If you find yourself in need of pursuing a civil lawsuit based upon the false statements someone made to persuade you to sign a contract, it is important that you take the proper preparations necessary to build your case. This includes retaining skilled Florida commercial litigation attorneys, who can help you collect your evidence and develop your case. For one plaintiff in a recent commercial contract case, the key to success was establishing that the presence of an “as is” clause in the contract did not bar the later assertion of a fraudulent inducement claim based upon statements made during the negotiation process.
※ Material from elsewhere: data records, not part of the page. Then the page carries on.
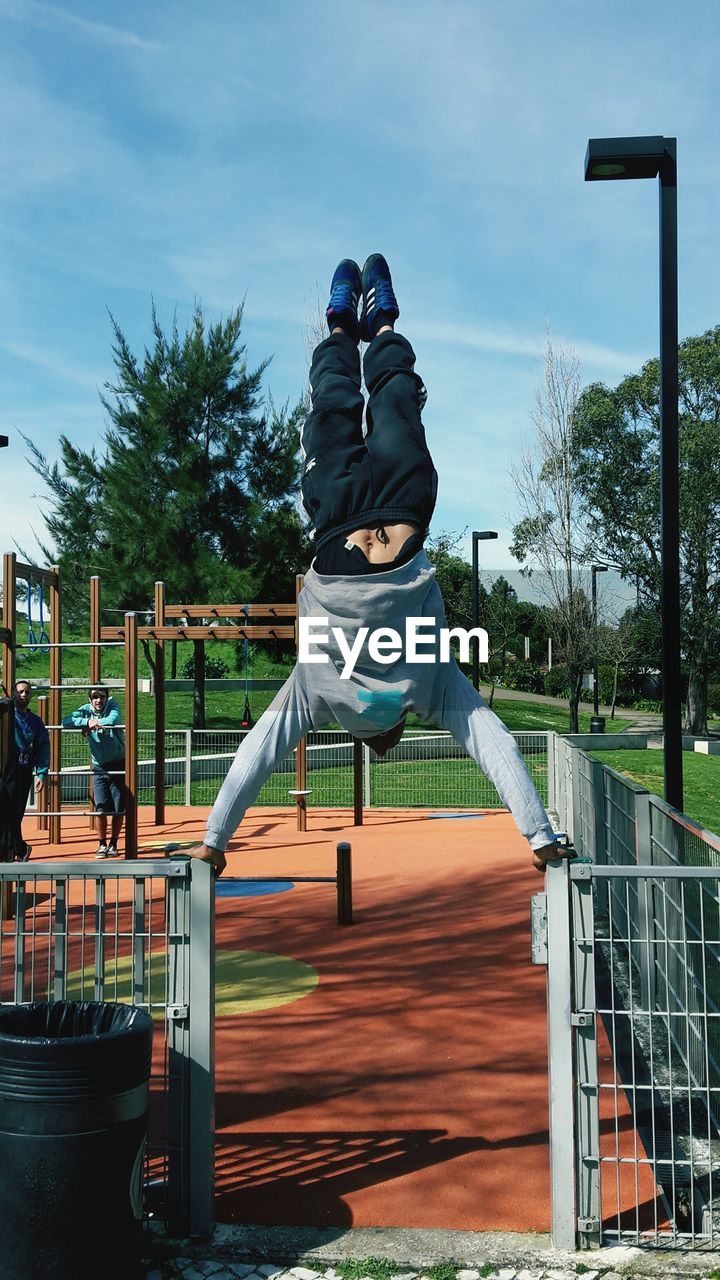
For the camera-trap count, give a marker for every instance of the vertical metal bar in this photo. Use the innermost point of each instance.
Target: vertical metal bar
(201, 1153)
(131, 735)
(177, 1032)
(669, 478)
(586, 1060)
(54, 780)
(551, 757)
(44, 823)
(301, 784)
(99, 969)
(188, 766)
(9, 620)
(95, 667)
(21, 927)
(139, 944)
(343, 883)
(358, 782)
(159, 689)
(560, 1057)
(60, 947)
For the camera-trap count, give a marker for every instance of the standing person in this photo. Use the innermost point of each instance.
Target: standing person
(30, 752)
(370, 499)
(98, 720)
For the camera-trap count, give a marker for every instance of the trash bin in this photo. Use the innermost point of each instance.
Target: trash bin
(73, 1116)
The contract at the center of this case was one for the purchase of a yacht. A North Carolina-based LLC agreed to buy a used 105-foot luxury super-yacht from a seller in Palm Beach County. The contract included a $6.8 million purchase price. The contract also contained an “as is” clause that stated that the buyer took the vessel in as-is condition and that the seller provided no warranties whatsoever. The agreement, however, came with an addendum that inserted an express limited warranty into the deal. That warranty covered “certain manufacturing and design defects for a period of one year from the contract date.”
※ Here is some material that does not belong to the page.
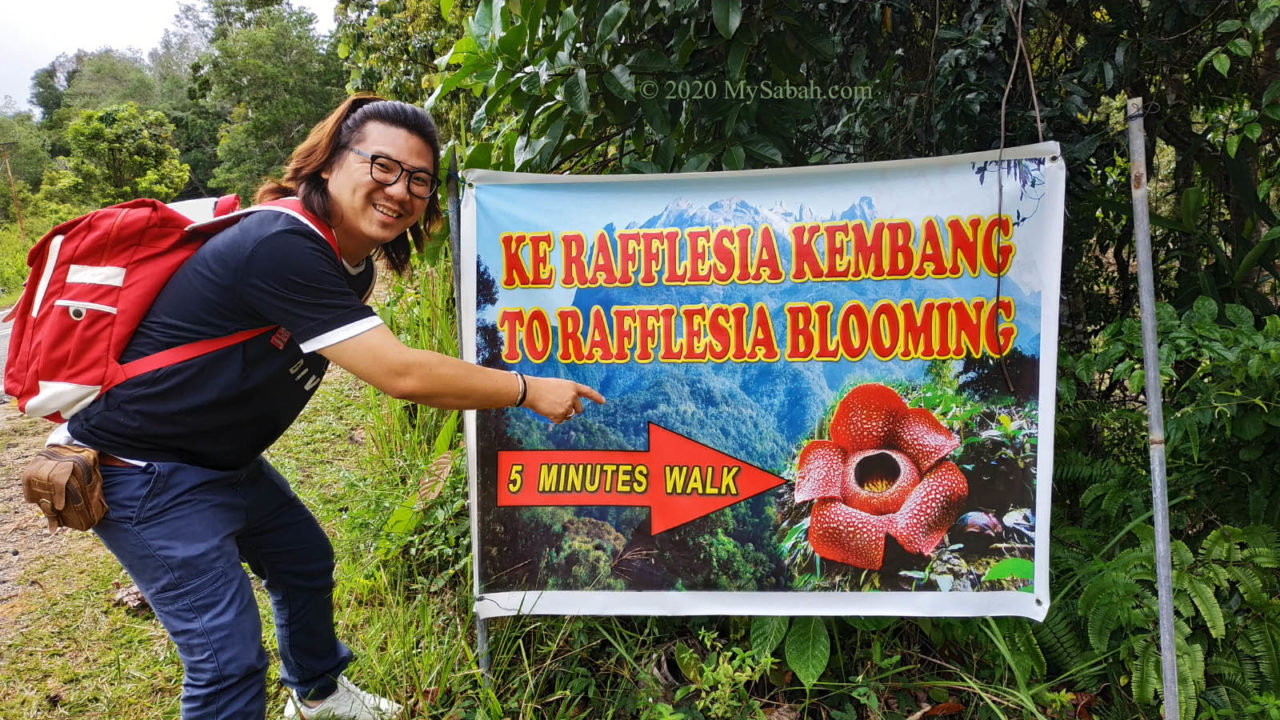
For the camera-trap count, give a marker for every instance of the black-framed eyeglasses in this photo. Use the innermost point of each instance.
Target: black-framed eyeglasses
(388, 171)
Unfortunately for the parties, problems emerged shortly after the completion of the sale. The buyer sued, alleging that the seller made “numerous false representations regarding the yacht’s condition” during the course of the negotiation process. First, the buyer alleged that the seller affirmatively stated that the vessel was MCA LY2 compliant. (MCA LY2, which was later superseded by MCA LY3, is a set of safety and pollution prevention standards.) The seller also told the buyer that the yacht was built to DNV standards, but that wasn’t true either, according to the buyer.